Operating profit increased 25% to $21 million in the quarter, or 9.3% of Food Solutions net sales. This compares with $17 million, or 6.7% of net sales, in 2008. The increase in operating profit was primarily due to lower average petrochemical-based raw material costs.
Protective Packaging Segment
Protective Packaging recorded a constant dollar 15% decrease in net sales, which was primarily due to lower unit volumes in North America and Europe, reflecting continuing weakness in economic conditions in those regions and continues to be generally in line with production and shipping trends.
Operating profit increased 5% to $41 million in the quarter, or 13.5% of Protective Packaging net sales. This compares with $40 million, or 10.5% of net sales, in 2008. The increase in operating profit was primarily due to lower average petrochemical-based raw material costs.
Other Category
Other category recorded a constant dollar 20% decrease in net sales, which was primarily due to lower unit volumes in North America in the Specialty Materials business, reflecting ongoing weak economic conditions in that region.
Operating profit decreased 29% to $5 million in the quarter, or 5.9% of Other net sales. This compares with $7 million, or 6.5% of net sales in 2008. The decrease in operating profit was primarily due to the decline in volumes, partially offset by product price/mix and lower average petrochemical-based raw material costs.
2009 Outlook and Earnings Guidance
Commenting on the Companys outlook, Mr. Hickey stated:
“For the fourth quarter, we expect to continue to realize the benefits from our various programs, to remain disciplined on operating expenses, and to experience only a modest increase in raw material prices.

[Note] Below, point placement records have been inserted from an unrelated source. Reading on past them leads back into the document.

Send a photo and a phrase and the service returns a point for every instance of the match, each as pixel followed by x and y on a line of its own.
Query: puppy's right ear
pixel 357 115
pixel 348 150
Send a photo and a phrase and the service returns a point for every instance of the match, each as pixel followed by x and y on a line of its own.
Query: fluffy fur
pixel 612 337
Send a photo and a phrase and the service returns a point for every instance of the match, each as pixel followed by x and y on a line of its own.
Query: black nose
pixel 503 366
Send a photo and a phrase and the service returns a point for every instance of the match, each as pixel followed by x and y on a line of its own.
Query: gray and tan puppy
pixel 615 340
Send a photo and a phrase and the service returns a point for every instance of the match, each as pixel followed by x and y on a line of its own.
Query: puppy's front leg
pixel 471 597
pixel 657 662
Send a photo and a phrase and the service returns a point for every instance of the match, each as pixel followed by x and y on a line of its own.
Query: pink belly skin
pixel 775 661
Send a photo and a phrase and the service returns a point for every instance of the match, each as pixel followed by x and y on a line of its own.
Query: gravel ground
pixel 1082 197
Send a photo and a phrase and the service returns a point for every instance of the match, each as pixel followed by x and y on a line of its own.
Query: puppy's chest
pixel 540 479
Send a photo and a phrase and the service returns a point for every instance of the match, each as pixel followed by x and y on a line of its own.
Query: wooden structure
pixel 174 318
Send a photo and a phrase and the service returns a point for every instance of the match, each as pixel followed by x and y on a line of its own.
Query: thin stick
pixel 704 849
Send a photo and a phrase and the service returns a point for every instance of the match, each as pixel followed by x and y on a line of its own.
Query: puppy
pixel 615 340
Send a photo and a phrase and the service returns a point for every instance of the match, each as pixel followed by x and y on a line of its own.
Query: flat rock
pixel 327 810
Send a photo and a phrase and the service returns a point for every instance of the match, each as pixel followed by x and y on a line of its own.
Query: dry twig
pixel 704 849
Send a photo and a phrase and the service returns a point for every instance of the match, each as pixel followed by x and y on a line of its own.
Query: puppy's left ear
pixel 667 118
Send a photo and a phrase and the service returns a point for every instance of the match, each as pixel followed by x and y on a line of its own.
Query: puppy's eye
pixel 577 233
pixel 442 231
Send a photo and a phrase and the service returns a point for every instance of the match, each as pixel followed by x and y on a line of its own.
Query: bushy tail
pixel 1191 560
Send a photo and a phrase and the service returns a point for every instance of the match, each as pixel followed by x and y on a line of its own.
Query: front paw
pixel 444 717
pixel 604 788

However, we do remain cautious on fourth quarter sequential sales growth due to the uncertainty in consumer confidence and discretionary spending, particularly during the upcoming holiday shopping season.”
As a result, our full year 2009 earnings per share guidance is now expected to be in the range of $1.27 to $1.35 as compared to our previous guidance of $1.17 to $1.37. This includes full year charges of $20 million net of taxes, or $0.08 per share, for GMS related projects and $4 million net of taxes, or $0.02 per share, related to the loss on debt redemption and impairment of available-for-sale securities recorded in the third quarter. Excluding these items, our full year 2009 earnings per share guidance is now expected to be in the range of $1.37 to $1.45 as compared to our previous guidance of $1.25 to $1.45.
Updated assumptions include a full year effective income tax rate of approximately 26.0%, reduced from 27.7% and capital expenditures of approximately $80 to $100 million, reduced from $100 to $125 million.